Composite effect of lifestyle on dementia risk

The 4th quartile of the composite lifestyle variable was associated with an increased risk of dementia among all participants (OR = 6.22, 95% CI = 2.13–18.13), and the risk in the 3rd quartile also approached statistical significance (OR = 2.71, 95% CI = 0.90–8.16). As expected, in the fully adjusted analyses combining the composite lifestyle variable with apoE ε4 carrier status the associations were more pronounced among apoE ε4 carriers: the OR was 4.80 (95% CI = 0.83–27.75) for the 2nd quartile, 6.40 (95% CI = 1.04–39.54) for the 3rd quartile, and 11.42 (95% CI = 1.94–67.07) for the 4th quartile. In contrary, the results for the composite variable were not significant among the apoE ε4 non-carriers (results not shown). Furthermore, in the stratified analyses the mean of the composite variable differed significantly between demented and non-demented among the apoE ε4 carriers (2.29 ± 0.76 versus 1.80 ± 0.91, P= 0.007), while such a difference was not found among the apoE ε4 non-carriers (0.35 ± 0.46 versus 0.22 ± 0.45, P= 0.20).

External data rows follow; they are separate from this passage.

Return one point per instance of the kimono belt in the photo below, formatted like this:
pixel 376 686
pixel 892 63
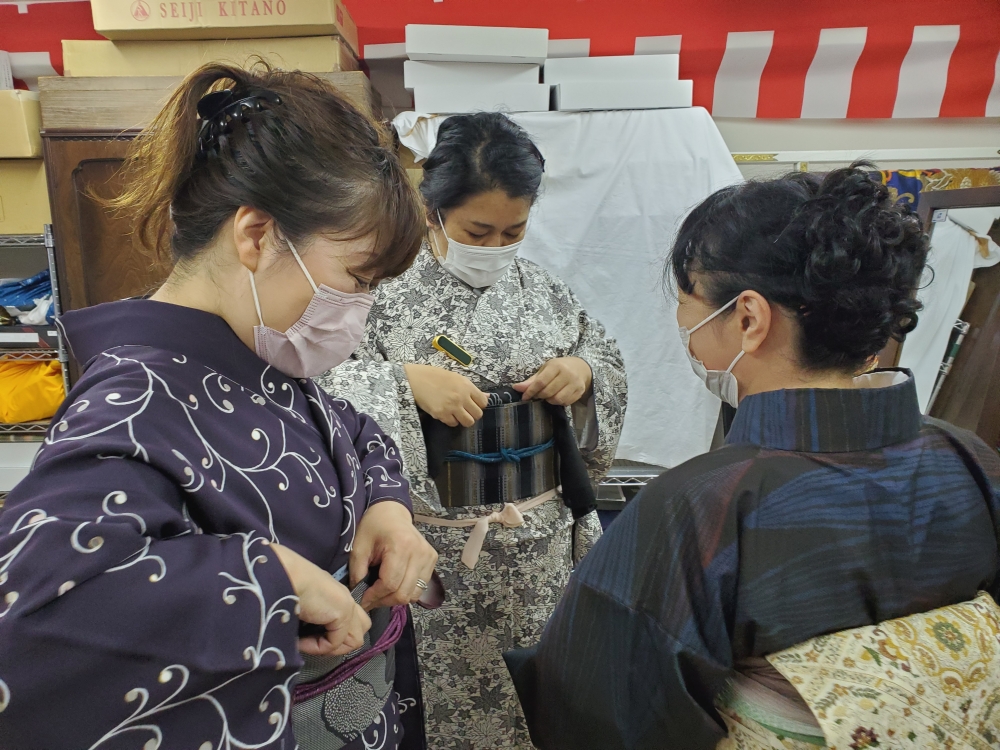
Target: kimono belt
pixel 338 697
pixel 511 516
pixel 927 680
pixel 519 450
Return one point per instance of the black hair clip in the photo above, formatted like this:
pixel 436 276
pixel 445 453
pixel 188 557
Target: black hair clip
pixel 218 111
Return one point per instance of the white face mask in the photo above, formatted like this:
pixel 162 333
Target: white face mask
pixel 476 266
pixel 722 383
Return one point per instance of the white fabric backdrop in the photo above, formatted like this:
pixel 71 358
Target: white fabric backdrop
pixel 954 255
pixel 617 185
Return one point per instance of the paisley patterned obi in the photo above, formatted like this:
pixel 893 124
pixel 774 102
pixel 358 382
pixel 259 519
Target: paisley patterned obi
pixel 928 681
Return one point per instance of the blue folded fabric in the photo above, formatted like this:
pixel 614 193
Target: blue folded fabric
pixel 24 293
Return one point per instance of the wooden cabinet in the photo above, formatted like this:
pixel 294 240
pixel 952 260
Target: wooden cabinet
pixel 87 125
pixel 970 395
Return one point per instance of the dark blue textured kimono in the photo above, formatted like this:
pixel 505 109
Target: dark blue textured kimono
pixel 140 606
pixel 826 510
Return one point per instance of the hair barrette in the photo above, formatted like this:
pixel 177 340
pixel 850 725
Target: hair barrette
pixel 218 111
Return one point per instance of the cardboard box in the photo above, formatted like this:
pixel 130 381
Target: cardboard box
pixel 455 74
pixel 223 19
pixel 130 103
pixel 24 197
pixel 476 44
pixel 20 121
pixel 625 67
pixel 507 97
pixel 315 54
pixel 599 95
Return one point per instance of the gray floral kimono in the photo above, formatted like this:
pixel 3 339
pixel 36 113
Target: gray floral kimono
pixel 512 328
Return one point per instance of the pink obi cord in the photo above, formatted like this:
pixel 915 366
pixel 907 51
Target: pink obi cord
pixel 347 669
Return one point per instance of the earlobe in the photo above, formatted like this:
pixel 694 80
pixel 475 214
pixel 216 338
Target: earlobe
pixel 250 227
pixel 756 318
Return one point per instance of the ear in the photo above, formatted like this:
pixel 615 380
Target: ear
pixel 250 227
pixel 754 313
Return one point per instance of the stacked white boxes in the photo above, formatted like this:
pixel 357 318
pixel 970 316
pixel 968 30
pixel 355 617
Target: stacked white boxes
pixel 626 82
pixel 476 68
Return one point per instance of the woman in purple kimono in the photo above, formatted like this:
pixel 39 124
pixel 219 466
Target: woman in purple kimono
pixel 206 534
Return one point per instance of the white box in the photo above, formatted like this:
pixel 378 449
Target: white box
pixel 457 74
pixel 625 67
pixel 595 95
pixel 476 44
pixel 509 97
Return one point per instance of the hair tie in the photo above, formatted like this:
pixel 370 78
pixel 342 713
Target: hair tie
pixel 219 110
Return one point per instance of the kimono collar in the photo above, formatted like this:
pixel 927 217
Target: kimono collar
pixel 196 334
pixel 881 410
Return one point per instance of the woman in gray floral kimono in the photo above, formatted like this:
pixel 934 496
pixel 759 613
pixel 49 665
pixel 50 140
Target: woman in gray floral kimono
pixel 526 334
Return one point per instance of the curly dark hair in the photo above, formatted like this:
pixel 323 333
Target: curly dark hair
pixel 834 251
pixel 478 153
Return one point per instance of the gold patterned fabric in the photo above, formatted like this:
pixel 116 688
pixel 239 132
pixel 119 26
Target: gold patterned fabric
pixel 928 681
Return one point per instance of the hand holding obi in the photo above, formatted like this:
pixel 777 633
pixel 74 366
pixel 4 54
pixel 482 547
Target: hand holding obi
pixel 561 381
pixel 388 539
pixel 324 601
pixel 447 396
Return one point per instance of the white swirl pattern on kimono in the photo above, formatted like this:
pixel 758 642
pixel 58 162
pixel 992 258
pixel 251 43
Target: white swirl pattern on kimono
pixel 275 449
pixel 140 720
pixel 30 521
pixel 212 469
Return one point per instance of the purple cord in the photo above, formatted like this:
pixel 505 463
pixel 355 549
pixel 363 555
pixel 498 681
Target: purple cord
pixel 345 670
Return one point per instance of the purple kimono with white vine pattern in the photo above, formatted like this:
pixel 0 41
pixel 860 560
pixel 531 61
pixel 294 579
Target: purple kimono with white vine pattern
pixel 140 606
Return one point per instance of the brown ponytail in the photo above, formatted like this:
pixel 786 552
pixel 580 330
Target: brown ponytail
pixel 313 162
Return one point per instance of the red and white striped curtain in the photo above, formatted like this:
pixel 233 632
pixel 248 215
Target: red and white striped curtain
pixel 768 58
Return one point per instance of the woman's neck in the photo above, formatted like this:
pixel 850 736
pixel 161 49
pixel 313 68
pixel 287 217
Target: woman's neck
pixel 790 377
pixel 196 288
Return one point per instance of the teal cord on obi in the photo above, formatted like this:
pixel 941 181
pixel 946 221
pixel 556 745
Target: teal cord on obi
pixel 509 455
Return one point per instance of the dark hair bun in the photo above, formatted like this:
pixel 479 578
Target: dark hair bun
pixel 835 251
pixel 478 153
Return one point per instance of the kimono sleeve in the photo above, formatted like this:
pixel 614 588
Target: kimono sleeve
pixel 599 419
pixel 380 459
pixel 120 619
pixel 638 646
pixel 380 389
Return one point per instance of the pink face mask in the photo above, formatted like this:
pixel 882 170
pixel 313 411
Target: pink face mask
pixel 325 336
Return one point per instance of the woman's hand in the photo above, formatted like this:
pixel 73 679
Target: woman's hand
pixel 324 601
pixel 387 537
pixel 447 396
pixel 562 381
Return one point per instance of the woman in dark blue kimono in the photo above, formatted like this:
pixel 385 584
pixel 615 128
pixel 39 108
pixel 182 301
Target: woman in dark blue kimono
pixel 834 506
pixel 188 538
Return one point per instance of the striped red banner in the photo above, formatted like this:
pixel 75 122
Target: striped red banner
pixel 770 58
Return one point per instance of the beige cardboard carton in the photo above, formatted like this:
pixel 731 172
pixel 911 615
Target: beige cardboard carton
pixel 24 197
pixel 315 54
pixel 20 121
pixel 222 19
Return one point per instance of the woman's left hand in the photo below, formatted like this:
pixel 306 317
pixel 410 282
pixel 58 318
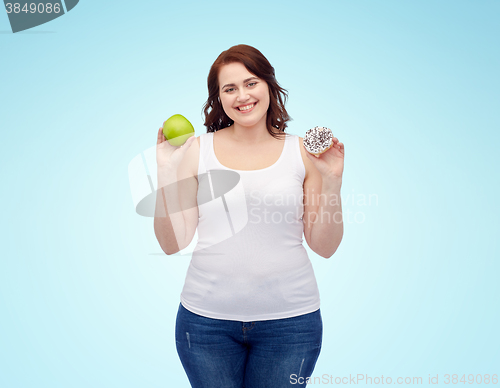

Lifestyle-related factors and AD

Analyses concerning lifestyle risks (individual lifestyle factors and their composite effects) for AD yielded virtually similar results than the analyses for all dementias. Also here, the associations were stronger among the apoE ε4 carriers (data not shown).

Discussion

This study showed that physical inactivity, high dietary fat intake, alcohol drinking and smoking are associated with the risk of dementia and AD especially among the apoE ε4 carriers. Each individual lifestyle-related risk factor was associated with an increased risk of dementia and AD; the increase varied from three times increased risk among the apoE ε4 carriers who smoked to sevenfold increase among the apoE ε4 carriers with high-dietary SFA intake. Further, also clustering of the lifestyle-related risk factors strongly increased the risk of dementia especially among the apoE ε4 carriers.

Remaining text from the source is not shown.